RESULTS: With the exception of rs1501299 in the ADIPOQ gene (P = 0.09), no apparent differences in genotype frequencies were observed between cases and controls. Rs1501299 in the ADPIOQ gene was positively associated with pancreatic cancer risk; compared with individuals with the AA genotype, the age- and sex-adjusted OR was 1.79 (95%CI: 0.98-3.25) among those with the AC genotype and 1.86 (95%CI: 1.03-3.38) among those with the CC genotype. The ORs remained similar after additional adjustment for body mass index and cigarette smoking. In contrast, rs2237895 in the KCNQ1 gene was inversely related to pancreatic cancer risk, with a multivariable-adjusted OR of 0.62 (0.37-1.04) among individuals with the CC genotype compared with the AA genotype. No significant associations were noted for other 5 SNPs.

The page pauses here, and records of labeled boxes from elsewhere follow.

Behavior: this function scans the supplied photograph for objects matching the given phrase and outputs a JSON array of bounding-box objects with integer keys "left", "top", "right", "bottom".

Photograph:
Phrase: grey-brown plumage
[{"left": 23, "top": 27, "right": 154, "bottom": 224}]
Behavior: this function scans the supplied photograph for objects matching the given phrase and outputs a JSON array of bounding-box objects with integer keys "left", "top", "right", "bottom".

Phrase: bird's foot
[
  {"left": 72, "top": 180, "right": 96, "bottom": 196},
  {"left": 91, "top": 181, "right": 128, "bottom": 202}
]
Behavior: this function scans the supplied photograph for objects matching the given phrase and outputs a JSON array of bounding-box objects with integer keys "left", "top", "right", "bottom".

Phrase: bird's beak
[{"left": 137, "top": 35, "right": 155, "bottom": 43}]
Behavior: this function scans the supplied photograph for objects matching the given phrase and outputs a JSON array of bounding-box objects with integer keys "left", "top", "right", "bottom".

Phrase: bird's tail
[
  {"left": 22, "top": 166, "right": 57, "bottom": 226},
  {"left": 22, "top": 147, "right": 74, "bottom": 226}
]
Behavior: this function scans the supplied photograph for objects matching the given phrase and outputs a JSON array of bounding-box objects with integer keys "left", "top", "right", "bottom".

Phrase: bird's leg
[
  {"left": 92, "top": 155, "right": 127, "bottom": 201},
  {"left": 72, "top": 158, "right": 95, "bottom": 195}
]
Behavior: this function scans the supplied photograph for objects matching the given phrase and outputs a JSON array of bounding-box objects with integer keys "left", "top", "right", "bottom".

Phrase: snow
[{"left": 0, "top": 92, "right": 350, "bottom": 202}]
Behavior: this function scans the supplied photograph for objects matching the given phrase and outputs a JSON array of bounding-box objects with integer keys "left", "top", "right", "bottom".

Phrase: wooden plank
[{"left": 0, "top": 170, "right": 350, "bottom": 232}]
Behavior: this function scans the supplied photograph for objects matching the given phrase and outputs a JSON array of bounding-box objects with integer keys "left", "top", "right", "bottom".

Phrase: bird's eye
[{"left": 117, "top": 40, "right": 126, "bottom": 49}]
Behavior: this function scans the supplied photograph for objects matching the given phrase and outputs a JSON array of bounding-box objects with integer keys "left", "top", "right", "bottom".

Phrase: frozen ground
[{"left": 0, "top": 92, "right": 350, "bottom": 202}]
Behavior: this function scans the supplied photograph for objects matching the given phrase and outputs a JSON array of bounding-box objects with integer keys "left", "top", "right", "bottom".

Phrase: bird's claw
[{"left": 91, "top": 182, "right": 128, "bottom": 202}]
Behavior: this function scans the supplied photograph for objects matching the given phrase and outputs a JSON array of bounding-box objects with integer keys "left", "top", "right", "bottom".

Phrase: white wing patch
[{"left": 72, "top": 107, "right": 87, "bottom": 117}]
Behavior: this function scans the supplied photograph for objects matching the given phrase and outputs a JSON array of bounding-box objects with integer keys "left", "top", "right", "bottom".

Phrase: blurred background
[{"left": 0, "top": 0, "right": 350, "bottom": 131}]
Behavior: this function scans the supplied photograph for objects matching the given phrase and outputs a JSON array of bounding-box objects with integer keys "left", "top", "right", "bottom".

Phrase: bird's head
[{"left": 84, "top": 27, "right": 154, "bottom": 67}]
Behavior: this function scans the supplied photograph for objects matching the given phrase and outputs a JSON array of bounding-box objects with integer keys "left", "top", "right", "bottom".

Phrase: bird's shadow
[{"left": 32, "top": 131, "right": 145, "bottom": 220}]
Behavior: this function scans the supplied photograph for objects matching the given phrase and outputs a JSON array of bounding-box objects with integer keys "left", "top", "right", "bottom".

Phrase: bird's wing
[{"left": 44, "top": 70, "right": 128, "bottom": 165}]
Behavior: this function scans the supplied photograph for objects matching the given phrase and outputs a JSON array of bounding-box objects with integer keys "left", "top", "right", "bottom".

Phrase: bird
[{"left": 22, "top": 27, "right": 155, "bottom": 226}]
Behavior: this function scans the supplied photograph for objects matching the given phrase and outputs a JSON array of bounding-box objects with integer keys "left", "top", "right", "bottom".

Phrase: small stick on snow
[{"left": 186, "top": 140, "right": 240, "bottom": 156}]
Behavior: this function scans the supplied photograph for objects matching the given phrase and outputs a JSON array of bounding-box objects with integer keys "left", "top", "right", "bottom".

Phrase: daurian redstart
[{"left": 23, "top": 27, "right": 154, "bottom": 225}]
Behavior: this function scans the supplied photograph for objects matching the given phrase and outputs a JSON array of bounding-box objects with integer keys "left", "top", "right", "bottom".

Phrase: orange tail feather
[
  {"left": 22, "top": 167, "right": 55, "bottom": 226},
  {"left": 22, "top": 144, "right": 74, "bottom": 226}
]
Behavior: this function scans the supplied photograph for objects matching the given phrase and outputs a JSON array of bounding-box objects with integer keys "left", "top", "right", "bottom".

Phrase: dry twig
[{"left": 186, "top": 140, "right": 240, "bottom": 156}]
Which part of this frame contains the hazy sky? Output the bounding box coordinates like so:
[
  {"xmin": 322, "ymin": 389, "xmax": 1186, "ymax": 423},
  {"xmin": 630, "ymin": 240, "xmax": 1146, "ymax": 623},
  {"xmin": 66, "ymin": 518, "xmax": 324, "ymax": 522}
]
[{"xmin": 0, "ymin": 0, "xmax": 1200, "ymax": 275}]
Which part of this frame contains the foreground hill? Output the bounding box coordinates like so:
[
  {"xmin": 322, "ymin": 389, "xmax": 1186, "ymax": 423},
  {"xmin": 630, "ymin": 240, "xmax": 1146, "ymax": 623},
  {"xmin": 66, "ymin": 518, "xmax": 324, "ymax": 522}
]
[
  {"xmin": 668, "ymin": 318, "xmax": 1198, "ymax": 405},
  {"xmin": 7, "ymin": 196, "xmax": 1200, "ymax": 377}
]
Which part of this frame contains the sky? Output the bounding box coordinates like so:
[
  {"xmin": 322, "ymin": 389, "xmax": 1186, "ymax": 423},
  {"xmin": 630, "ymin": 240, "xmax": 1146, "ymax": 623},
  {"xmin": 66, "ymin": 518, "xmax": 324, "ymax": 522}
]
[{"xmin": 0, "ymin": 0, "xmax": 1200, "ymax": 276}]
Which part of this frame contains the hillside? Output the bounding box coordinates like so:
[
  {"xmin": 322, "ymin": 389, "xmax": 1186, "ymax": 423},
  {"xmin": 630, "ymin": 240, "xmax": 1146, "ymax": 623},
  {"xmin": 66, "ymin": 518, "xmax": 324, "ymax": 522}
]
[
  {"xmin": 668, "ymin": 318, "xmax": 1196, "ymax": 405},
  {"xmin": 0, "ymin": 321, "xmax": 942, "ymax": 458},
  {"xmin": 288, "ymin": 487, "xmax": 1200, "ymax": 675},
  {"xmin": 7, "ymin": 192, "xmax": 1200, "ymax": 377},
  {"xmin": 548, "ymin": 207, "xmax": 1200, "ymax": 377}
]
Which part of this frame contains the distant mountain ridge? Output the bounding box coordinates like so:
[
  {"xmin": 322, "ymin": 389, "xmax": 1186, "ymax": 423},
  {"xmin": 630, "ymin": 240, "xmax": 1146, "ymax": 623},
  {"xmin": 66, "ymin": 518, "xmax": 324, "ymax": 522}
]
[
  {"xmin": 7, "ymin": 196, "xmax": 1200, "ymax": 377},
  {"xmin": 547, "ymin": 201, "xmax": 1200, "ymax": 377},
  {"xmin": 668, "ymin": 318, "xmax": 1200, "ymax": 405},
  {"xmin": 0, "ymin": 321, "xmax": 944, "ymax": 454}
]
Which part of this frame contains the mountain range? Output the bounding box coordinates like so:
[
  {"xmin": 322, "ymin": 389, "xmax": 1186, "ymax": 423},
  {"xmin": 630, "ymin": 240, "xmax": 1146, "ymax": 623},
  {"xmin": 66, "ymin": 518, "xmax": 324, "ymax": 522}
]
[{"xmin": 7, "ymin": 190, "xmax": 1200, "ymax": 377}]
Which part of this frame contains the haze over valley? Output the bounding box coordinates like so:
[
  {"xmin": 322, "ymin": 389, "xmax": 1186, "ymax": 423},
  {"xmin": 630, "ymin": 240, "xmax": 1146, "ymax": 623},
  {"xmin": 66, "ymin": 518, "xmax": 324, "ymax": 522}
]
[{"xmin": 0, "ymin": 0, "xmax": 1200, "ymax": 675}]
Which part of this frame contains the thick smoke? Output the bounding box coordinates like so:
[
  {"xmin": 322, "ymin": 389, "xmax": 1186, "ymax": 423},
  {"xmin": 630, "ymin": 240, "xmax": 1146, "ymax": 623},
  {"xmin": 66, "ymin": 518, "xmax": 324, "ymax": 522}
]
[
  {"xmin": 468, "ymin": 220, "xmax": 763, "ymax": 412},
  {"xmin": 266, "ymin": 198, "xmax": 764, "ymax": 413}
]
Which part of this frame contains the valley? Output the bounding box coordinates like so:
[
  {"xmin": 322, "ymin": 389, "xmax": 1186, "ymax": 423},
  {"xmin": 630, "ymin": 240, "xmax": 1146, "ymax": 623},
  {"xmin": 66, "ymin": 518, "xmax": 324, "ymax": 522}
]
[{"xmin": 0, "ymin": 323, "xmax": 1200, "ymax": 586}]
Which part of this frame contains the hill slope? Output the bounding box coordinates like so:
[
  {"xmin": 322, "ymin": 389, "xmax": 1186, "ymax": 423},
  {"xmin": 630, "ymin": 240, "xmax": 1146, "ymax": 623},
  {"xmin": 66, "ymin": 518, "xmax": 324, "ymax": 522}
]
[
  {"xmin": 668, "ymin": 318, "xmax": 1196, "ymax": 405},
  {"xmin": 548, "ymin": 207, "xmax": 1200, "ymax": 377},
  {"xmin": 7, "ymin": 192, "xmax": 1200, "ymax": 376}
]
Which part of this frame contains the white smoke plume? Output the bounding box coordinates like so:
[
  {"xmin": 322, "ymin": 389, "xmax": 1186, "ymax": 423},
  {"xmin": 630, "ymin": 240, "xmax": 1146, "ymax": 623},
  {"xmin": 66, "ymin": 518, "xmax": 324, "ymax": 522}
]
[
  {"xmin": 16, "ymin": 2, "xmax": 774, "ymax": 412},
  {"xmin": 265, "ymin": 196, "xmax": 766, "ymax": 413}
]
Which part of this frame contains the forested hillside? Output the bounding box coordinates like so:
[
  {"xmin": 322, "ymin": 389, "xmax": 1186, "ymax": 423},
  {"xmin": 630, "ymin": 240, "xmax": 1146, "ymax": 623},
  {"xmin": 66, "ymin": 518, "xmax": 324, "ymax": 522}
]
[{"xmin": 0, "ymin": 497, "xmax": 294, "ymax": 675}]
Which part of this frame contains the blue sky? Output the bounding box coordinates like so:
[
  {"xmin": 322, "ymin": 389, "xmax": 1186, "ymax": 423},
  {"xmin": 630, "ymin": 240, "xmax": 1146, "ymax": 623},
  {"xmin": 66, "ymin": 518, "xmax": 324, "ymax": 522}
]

CONCLUSION: Our case-control study indicates that rs1501299 in the ADIPOQ gene may be associated with pancreatic cancer risk. These findings should be replicated in additional studies.

Keywords: Single-nucleotide polymorphisms, Pancreatic cancer, Risk, Case-control study, Odds ratio

Core tip: Although it is likely that a common genetic background predisposes individuals to developing both diabetes and pancreatic cancer, very few molecular epidemiologic studies have addressed this issue. We therefore genotyped 7 diabetes-related genetic variants and found that rs1501299 in the ADIPOQ gene may be associated with pancreatic cancer risk. The role of adiponectin variants needs further study.